Prayer Positions You

Some years ago, I was working on a book entitled Wrestling with God, where I was dealing with some incredibly difficult intellectual questions, including our question at hand: Why should we pray if God is all-knowing, all-loving, and all-powerful?

I was speaking at a conference center in Tennessee, a beautiful place in a beautiful setting. I was out there for the week as their campus pastor. One day, I was playing tennis and pulled a hamstring. It was such a pull that I could barely get around the rest of the week. 

And so, I spent a lot of the week on the porch, the kind of screened-in porch they had at the minister’s cottage. This gave me a chance to think about some really tough questions, a lot of which I moved into the book I was writing.

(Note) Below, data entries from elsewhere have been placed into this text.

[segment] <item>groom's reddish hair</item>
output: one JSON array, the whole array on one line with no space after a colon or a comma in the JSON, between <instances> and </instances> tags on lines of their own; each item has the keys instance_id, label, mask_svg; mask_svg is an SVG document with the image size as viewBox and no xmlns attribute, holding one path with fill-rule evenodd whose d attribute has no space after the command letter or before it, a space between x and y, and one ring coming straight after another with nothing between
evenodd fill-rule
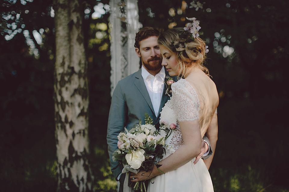
<instances>
[{"instance_id":1,"label":"groom's reddish hair","mask_svg":"<svg viewBox=\"0 0 289 192\"><path fill-rule=\"evenodd\" d=\"M150 37L160 36L160 32L157 29L150 27L145 27L142 28L135 34L135 47L139 49L139 42Z\"/></svg>"}]
</instances>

As I was focusing on that specific question, sitting in that screened-in porch at that minister’s cottage at that retreat center in Tennessee, the thought occurred to me: 

Praying positions you to experience what God’s grace already wants to give.

That brought me back to Richard Foster. In his marvelous book, Celebration of Discipline, Foster made the point that all spiritual disciplines, whether they’re prayer, Bible study, worship, fasting, solitude, or meditation, don’t earn God’s favor. 

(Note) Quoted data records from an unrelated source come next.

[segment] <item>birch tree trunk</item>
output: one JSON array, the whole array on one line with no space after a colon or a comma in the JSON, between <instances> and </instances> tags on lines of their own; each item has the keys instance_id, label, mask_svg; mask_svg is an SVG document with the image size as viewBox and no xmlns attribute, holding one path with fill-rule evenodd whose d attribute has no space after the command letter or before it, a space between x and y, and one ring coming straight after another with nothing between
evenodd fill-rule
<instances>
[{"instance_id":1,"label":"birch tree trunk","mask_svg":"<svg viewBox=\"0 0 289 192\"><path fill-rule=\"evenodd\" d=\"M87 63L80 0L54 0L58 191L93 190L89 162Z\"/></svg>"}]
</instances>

They don’t talk God into giving us something he didn’t want to give. They get us close enough to God that we can then receive what his grace wants to give.

Well, that’s what spiritual disciplines do, and prayer especially. 

You have to be close enough to these words to read them right now. You have to be close enough to a worship service to hear what’s going on in the worship service. So it is with praying. 

Today, recount the moments in your life where prayer positioned you to receive what God’s grace already wanted to give you. Then pray and ask God to keep drawing you close.